In a document issued on Thursday, the Indian government’s main economic advisor urged for revisions to the way credit rating companies assign sovereign ratings, claiming that their current procedures favour advanced economies.

In the document, V Anantha Nageswaran, a senior government adviser, suggested that rating firms should publish their methodology so that countries might take appropriate action to improve their credit ratings.

“… Any improvement in macro-economic parameters may virtually mean nothing for a credit rating if qualitative parameters are judged to be in need of improvement,” it said.

According to Nageswaran and Mishra, ambiguity in the approach employed by credit rating agencies such as Fitch Ratings, Moody’s, and S&P Global Ratings risks “sowing suspicion about… discriminatory intent.” They claim that despite enduring milder economic contractions than industrialised economies, developing countries have seen over 95% of all downgrades.

According to the article, India’s ratings have remained steady at BBB- for 15 years, despite the fact that its economy has risen to become the world’s fifth-largest from 12th place in 2008.

According to a representative for Fitch Ratings, rating determinations are based on independent, comprehensive, transparent, and timely examination.

“All Fitch’s sovereign rating decisions are taken solely in accordance with one globally consistent and publicly available rating criteria, with rating drivers and sensitivities clearly identified in our ongoing public rating commentary,” the spokesperson said in emailed comments.

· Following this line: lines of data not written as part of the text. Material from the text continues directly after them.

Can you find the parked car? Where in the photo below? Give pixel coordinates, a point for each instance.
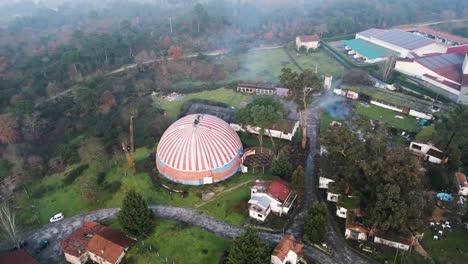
(42, 246)
(56, 218)
(21, 244)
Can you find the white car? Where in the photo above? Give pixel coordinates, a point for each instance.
(56, 218)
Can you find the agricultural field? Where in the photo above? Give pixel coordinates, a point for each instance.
(320, 59)
(223, 95)
(195, 245)
(409, 123)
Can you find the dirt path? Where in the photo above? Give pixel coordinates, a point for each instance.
(223, 192)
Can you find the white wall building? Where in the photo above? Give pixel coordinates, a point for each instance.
(309, 41)
(286, 129)
(288, 250)
(462, 184)
(428, 152)
(270, 196)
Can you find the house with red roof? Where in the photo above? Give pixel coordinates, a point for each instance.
(288, 250)
(273, 195)
(19, 256)
(308, 41)
(462, 184)
(97, 243)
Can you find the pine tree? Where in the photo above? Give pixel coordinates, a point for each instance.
(315, 227)
(298, 179)
(281, 166)
(249, 248)
(135, 216)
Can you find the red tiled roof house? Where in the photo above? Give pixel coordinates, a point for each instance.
(288, 250)
(309, 41)
(462, 184)
(96, 242)
(274, 195)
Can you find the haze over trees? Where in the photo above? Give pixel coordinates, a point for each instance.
(388, 181)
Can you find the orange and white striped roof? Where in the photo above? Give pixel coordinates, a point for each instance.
(189, 145)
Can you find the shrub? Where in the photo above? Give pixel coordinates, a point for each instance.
(73, 174)
(114, 186)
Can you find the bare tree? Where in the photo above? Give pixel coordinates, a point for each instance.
(385, 68)
(8, 224)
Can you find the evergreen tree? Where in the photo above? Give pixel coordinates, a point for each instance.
(281, 166)
(315, 227)
(135, 216)
(298, 179)
(249, 248)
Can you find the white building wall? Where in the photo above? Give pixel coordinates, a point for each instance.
(389, 243)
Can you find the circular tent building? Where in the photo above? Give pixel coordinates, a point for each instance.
(199, 149)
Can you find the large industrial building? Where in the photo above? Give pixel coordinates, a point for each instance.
(199, 149)
(446, 74)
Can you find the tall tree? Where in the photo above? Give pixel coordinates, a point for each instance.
(249, 248)
(135, 216)
(300, 87)
(8, 224)
(8, 129)
(315, 228)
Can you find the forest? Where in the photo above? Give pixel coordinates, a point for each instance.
(56, 96)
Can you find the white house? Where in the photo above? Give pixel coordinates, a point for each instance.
(428, 152)
(462, 184)
(288, 250)
(396, 242)
(356, 232)
(323, 182)
(346, 204)
(285, 129)
(273, 195)
(309, 41)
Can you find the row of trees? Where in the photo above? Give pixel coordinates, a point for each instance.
(388, 181)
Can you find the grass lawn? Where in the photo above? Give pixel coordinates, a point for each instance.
(262, 65)
(175, 242)
(325, 63)
(445, 250)
(223, 95)
(377, 113)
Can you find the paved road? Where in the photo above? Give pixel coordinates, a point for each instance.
(55, 232)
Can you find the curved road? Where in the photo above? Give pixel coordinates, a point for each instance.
(56, 232)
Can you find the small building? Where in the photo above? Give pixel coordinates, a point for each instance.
(462, 184)
(97, 243)
(284, 129)
(19, 256)
(356, 231)
(257, 88)
(308, 41)
(347, 204)
(288, 250)
(399, 241)
(323, 182)
(428, 152)
(273, 195)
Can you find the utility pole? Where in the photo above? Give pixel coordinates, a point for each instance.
(132, 144)
(170, 23)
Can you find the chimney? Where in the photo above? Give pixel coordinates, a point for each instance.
(465, 65)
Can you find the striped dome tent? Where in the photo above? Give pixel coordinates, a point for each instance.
(199, 149)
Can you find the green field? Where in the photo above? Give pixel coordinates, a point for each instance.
(409, 123)
(227, 96)
(262, 65)
(325, 63)
(175, 242)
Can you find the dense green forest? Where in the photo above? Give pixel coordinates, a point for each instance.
(54, 91)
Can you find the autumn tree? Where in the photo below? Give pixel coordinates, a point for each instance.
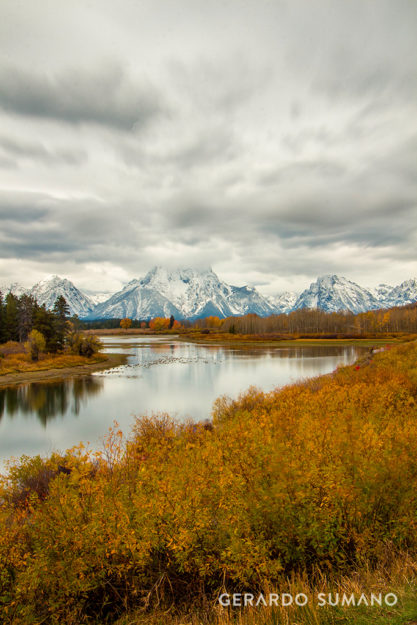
(61, 311)
(125, 323)
(35, 344)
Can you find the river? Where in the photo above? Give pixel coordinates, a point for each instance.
(161, 375)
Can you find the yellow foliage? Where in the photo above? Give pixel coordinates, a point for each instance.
(318, 475)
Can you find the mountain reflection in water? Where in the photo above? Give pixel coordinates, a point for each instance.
(161, 375)
(49, 400)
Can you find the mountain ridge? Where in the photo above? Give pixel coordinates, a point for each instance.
(187, 293)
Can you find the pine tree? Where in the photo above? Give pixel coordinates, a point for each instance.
(61, 312)
(12, 318)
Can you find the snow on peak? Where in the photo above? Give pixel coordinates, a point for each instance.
(332, 293)
(50, 288)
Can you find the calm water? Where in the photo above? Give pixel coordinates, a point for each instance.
(160, 375)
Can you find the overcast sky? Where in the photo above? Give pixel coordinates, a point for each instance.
(272, 140)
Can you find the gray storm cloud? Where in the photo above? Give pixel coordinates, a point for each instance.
(272, 140)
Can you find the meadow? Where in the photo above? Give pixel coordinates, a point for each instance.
(311, 487)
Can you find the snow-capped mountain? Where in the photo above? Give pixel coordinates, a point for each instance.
(192, 294)
(98, 297)
(404, 293)
(331, 293)
(48, 290)
(184, 293)
(283, 302)
(381, 291)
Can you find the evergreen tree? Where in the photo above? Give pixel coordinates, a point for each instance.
(61, 312)
(12, 318)
(2, 320)
(44, 322)
(25, 309)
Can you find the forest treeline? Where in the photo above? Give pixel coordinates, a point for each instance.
(28, 328)
(308, 321)
(316, 478)
(19, 316)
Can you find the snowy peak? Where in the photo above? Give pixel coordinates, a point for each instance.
(49, 289)
(185, 293)
(283, 302)
(188, 293)
(332, 293)
(404, 293)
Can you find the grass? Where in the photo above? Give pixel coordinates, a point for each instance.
(308, 488)
(23, 364)
(15, 359)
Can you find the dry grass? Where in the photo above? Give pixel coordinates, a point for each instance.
(20, 362)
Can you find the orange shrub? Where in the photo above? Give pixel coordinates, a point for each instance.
(321, 474)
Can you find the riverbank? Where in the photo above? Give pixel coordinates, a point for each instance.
(63, 369)
(307, 488)
(260, 340)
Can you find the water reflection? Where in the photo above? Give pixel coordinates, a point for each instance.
(49, 400)
(160, 375)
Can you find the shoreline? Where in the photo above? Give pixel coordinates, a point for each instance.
(47, 375)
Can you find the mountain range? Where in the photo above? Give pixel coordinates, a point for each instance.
(191, 294)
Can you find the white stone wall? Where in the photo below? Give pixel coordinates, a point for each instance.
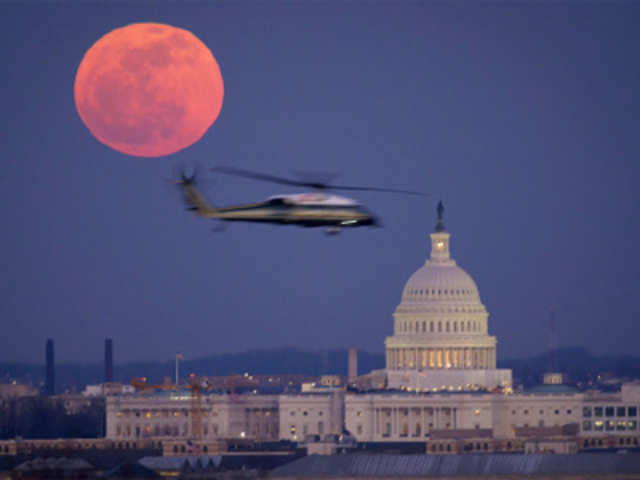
(410, 418)
(169, 416)
(375, 417)
(448, 379)
(310, 414)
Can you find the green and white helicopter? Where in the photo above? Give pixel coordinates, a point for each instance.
(314, 209)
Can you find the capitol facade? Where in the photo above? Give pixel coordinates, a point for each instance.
(438, 388)
(440, 337)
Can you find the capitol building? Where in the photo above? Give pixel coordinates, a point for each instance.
(440, 331)
(440, 388)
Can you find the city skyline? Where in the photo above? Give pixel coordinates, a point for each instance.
(519, 117)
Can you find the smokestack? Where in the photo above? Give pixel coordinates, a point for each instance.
(353, 365)
(50, 381)
(108, 360)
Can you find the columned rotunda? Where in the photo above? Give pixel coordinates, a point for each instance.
(440, 337)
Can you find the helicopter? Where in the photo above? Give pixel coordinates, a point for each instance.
(312, 209)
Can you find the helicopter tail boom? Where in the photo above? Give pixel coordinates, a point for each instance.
(196, 201)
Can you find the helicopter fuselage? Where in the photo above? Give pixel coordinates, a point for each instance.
(306, 210)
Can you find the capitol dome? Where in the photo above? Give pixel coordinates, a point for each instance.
(441, 324)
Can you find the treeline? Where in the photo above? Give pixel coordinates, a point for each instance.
(43, 417)
(577, 363)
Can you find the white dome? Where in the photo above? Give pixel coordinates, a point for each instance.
(436, 282)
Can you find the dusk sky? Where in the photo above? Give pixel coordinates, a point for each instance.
(523, 117)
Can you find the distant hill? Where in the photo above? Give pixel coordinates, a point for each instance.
(577, 363)
(580, 366)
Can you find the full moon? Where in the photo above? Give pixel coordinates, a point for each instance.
(148, 89)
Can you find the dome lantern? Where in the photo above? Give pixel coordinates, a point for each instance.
(440, 241)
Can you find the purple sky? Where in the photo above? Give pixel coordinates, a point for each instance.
(522, 117)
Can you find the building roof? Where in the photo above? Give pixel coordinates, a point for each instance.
(398, 466)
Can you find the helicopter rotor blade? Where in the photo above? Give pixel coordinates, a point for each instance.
(379, 189)
(239, 172)
(316, 185)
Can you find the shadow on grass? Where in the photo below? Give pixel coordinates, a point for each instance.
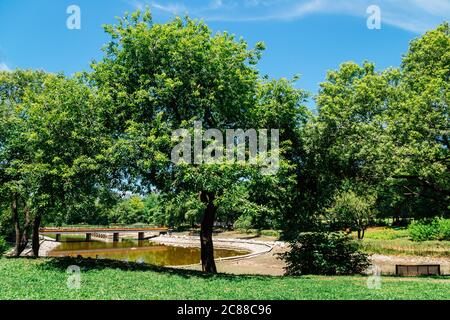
(62, 263)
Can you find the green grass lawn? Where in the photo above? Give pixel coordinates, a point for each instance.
(47, 279)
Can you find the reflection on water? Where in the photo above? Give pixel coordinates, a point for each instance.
(136, 251)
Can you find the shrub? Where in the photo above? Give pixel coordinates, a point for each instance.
(244, 222)
(325, 254)
(423, 230)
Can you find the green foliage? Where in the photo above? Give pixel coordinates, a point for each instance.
(436, 229)
(129, 211)
(324, 253)
(3, 246)
(352, 211)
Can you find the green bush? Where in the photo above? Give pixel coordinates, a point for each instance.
(325, 254)
(244, 222)
(424, 230)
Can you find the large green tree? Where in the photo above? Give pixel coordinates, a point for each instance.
(51, 146)
(162, 77)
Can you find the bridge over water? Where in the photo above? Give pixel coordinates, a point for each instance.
(101, 232)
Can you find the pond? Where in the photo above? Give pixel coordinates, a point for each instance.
(137, 251)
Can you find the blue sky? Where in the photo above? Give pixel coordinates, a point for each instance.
(306, 37)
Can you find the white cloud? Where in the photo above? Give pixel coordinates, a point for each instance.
(412, 15)
(4, 67)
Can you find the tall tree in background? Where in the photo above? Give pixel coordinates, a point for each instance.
(162, 77)
(49, 148)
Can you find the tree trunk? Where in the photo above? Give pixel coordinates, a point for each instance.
(21, 234)
(35, 240)
(207, 247)
(361, 234)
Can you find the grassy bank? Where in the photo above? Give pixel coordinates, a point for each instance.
(396, 241)
(47, 279)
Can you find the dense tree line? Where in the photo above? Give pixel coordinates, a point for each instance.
(70, 148)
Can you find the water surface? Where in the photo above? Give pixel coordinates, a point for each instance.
(137, 251)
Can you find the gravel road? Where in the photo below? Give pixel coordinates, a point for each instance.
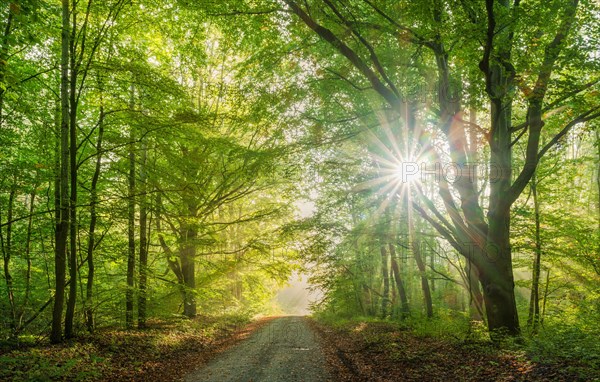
(286, 349)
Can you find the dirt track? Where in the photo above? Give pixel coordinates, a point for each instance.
(286, 349)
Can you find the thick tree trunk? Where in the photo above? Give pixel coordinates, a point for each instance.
(187, 258)
(70, 313)
(404, 307)
(534, 301)
(496, 277)
(385, 296)
(475, 295)
(62, 209)
(416, 250)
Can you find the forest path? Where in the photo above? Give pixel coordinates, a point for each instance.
(286, 349)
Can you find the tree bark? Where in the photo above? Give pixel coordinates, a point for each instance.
(70, 313)
(89, 313)
(404, 307)
(187, 256)
(62, 210)
(385, 296)
(130, 232)
(534, 301)
(143, 266)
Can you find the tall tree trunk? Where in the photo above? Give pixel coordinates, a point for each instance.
(416, 250)
(404, 307)
(7, 253)
(72, 300)
(385, 296)
(89, 288)
(143, 268)
(495, 266)
(62, 209)
(475, 295)
(534, 301)
(188, 268)
(130, 232)
(28, 257)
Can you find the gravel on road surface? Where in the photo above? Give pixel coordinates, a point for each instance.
(286, 349)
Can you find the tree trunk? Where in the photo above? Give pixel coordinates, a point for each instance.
(416, 250)
(89, 294)
(130, 232)
(475, 296)
(404, 307)
(385, 298)
(70, 313)
(143, 271)
(188, 269)
(62, 209)
(7, 253)
(27, 258)
(534, 301)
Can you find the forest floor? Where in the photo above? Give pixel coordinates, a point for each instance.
(384, 351)
(286, 349)
(219, 349)
(165, 351)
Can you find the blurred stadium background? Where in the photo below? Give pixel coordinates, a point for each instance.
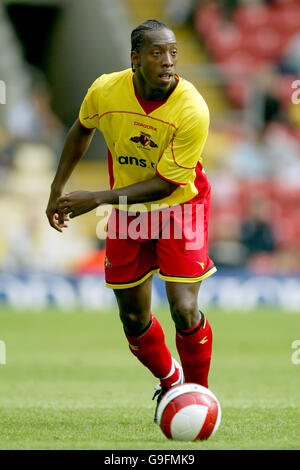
(244, 58)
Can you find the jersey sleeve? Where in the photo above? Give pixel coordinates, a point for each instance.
(90, 108)
(180, 158)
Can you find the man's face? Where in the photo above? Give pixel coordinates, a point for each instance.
(157, 58)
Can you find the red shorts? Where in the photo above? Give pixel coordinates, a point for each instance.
(172, 242)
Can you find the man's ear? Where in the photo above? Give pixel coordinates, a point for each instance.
(135, 60)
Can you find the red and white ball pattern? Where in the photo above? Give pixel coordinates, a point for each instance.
(189, 412)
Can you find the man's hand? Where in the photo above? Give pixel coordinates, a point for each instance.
(77, 203)
(57, 219)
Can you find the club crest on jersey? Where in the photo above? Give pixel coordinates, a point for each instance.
(144, 139)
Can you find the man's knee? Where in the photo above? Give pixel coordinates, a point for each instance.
(134, 319)
(185, 313)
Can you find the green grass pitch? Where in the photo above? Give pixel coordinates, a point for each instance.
(70, 382)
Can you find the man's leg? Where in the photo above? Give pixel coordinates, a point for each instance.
(144, 333)
(193, 332)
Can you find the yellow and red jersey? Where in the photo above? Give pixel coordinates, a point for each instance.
(148, 138)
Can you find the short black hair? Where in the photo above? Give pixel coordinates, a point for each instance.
(138, 34)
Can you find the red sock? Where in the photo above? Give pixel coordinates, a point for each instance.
(151, 350)
(194, 348)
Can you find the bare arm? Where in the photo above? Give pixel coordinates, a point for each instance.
(76, 144)
(80, 202)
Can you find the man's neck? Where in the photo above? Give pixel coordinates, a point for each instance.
(152, 94)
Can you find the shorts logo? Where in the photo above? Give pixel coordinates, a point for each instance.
(144, 139)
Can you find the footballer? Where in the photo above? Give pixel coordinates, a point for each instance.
(155, 124)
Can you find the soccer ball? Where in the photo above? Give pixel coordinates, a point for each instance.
(189, 412)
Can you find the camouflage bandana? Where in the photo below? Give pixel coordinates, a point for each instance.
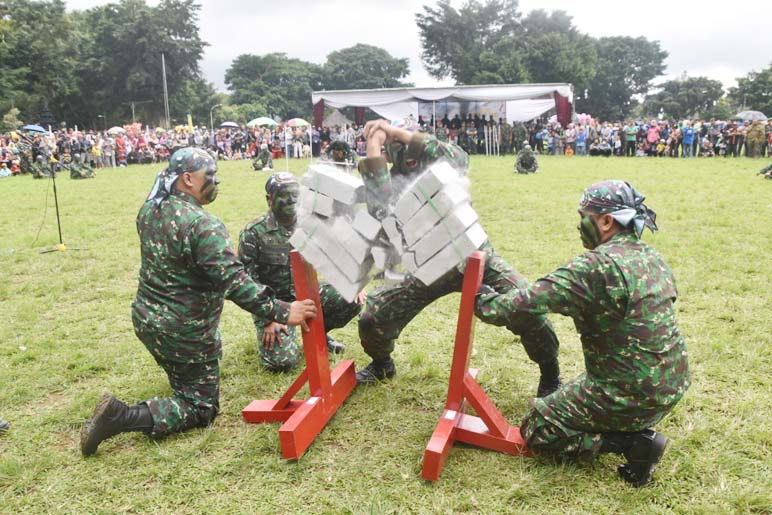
(187, 159)
(621, 201)
(277, 180)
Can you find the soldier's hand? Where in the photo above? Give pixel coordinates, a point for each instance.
(272, 334)
(300, 311)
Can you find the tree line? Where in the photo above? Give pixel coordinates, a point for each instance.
(102, 65)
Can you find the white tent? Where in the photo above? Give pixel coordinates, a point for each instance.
(522, 101)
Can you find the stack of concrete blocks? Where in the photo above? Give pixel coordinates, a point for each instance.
(437, 223)
(326, 236)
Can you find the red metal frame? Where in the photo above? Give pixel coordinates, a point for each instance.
(488, 429)
(305, 419)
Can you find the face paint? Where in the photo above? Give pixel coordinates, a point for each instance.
(284, 203)
(210, 186)
(589, 232)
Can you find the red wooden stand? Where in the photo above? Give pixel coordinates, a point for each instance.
(489, 429)
(305, 419)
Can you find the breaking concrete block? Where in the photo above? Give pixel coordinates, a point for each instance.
(315, 202)
(432, 212)
(349, 239)
(391, 228)
(380, 257)
(408, 261)
(448, 229)
(366, 225)
(391, 277)
(453, 254)
(334, 183)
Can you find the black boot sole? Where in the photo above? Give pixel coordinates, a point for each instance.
(639, 473)
(87, 446)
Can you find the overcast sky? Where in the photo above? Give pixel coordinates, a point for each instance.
(721, 41)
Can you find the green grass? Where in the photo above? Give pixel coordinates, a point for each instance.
(66, 336)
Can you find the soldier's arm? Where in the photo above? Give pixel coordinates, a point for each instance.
(213, 254)
(570, 290)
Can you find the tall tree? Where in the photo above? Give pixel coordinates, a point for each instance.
(364, 67)
(556, 51)
(682, 98)
(754, 91)
(626, 66)
(282, 84)
(476, 43)
(39, 50)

An S&P Global Ratings spokesperson declined to comment, while Moody’s did not respond to an email seeking comments.

Lower ratings make it difficult for developing countries to access cheaper long-term funding from international markets, the paper said.

Carbon Tax

In a different paper shared by the economic adviser’s office, Nageswaran wrote that unilateral measures by developed countries such as cross-border carbon taxes and initiatives to impose strict data reporting requirements would hurt the competitiveness and hinder the growth of developing nations.

The European Union in April announced a plan to impose a levy called the Carbon Border Adjustment Mechanism (CBAM) on high-carbon goods imports from 2026, targeting imports of steel, cement, aluminum, fertilisers, electricity, and hydrogen. Britain also held consultations earlier this year with domestic stakeholders on a potential carbon border tax.

Nageswaran said developed countries should engage with their developing counterparts in innovation, research and development and use their resources – like the revenues earned from CBAM – to help them access climate technologies.